An Asymptotically Optimal Algorithm for Maximum Matching in Dynamic Streams
Authors:
Sepehr Assadi, Vihan Shah.
Abstract:
We present an algorithm for the maximum matching problem in dynamic (insertion-deletions) streams
with asymptotically optimal space complexity: for any n-vertex graph, our algorithm with high
probability outputs an α-approximate matching in a single pass using O(n^2/α^3) bits of space.

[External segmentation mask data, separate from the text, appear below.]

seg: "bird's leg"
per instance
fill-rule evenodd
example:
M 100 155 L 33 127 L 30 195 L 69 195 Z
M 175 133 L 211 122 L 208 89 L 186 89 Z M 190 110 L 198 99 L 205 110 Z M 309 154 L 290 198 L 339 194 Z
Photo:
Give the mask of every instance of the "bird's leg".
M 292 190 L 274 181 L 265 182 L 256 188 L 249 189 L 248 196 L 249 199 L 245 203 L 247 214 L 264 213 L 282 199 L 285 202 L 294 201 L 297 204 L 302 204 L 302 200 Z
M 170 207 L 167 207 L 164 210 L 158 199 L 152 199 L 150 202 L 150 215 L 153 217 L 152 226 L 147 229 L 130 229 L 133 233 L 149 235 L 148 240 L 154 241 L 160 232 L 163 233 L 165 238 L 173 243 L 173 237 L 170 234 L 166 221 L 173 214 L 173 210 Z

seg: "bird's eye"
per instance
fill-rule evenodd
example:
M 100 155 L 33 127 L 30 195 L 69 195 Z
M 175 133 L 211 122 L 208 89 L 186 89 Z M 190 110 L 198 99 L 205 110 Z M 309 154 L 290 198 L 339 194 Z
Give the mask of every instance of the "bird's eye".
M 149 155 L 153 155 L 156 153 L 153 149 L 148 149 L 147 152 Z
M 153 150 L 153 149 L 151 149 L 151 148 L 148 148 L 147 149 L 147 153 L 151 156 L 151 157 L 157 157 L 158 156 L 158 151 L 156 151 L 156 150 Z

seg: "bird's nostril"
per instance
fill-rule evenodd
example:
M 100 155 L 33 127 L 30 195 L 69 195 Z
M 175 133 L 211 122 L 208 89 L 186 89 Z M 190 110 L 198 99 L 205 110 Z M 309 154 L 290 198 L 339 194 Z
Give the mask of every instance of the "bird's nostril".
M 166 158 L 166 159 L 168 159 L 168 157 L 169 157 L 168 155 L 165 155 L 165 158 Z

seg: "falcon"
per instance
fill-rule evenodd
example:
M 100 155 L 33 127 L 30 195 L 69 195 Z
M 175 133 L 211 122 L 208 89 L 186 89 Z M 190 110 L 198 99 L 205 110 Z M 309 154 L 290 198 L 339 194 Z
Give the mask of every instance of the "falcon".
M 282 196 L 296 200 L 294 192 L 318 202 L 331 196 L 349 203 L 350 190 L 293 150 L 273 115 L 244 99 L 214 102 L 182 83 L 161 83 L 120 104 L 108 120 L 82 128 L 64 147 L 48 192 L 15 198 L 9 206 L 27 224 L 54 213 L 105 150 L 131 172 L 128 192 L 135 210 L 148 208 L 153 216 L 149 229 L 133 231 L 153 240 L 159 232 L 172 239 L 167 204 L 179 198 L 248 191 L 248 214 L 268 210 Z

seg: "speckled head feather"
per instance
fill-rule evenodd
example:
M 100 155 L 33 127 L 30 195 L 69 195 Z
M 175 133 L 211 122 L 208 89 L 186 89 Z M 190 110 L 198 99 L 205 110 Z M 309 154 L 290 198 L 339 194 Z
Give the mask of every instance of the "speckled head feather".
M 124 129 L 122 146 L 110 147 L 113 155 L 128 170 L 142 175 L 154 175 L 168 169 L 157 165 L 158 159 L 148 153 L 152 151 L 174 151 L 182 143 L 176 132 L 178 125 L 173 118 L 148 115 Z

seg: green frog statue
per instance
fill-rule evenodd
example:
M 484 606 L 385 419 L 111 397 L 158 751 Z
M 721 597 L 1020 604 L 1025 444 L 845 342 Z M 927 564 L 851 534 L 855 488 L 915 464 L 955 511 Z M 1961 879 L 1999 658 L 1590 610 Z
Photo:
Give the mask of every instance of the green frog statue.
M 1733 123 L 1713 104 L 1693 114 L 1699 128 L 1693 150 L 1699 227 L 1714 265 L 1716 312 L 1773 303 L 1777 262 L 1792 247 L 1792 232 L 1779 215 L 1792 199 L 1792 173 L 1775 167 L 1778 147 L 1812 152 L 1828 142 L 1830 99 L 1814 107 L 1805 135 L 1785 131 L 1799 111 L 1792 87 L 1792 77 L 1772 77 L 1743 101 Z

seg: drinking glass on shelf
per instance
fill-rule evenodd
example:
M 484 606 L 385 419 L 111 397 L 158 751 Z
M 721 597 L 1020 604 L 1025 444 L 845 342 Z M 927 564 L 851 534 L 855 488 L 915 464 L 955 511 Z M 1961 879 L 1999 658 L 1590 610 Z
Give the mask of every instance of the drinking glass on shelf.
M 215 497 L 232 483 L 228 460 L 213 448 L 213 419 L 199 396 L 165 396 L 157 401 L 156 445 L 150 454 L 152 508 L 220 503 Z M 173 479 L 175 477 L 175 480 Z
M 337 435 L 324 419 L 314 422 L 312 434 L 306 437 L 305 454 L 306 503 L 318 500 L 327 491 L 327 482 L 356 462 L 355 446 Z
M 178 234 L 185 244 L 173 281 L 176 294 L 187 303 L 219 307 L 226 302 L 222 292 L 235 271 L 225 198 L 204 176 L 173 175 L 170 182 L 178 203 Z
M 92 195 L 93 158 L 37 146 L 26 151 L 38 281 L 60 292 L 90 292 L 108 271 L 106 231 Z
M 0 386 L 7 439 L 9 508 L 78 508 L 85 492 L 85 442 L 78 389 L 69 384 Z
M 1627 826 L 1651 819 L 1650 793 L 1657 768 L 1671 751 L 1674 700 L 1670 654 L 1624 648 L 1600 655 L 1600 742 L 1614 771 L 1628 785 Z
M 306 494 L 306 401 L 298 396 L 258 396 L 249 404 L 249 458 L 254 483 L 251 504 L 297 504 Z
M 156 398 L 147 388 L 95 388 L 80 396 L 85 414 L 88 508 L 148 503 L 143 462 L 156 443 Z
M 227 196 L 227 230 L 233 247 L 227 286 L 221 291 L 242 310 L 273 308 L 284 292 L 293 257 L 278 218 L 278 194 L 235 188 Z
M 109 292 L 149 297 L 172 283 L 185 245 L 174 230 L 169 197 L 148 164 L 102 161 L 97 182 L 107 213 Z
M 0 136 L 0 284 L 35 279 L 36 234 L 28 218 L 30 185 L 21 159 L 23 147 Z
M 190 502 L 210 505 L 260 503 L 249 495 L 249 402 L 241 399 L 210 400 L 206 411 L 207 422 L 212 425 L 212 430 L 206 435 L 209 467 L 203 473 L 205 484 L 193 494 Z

A long line of work on the dynamic streaming matching problem has reduced the gap between
space upper and lower bounds first to n^o(1) factors [Assadi-Khanna-Li-Yaroslavtsev; SODA 2016] and
subsequently to polylog(n) factors [Dark-Konrad; CCC 2020]. Our upper bound now matches the DarkKonrad lower bound up to O(1) factors, thus completing this research direction.
Our approach consists of two main steps: we first (provably) identify a family of graphs, similar
to the instances used in prior work to establish the lower bounds for this problem, as the only “hard”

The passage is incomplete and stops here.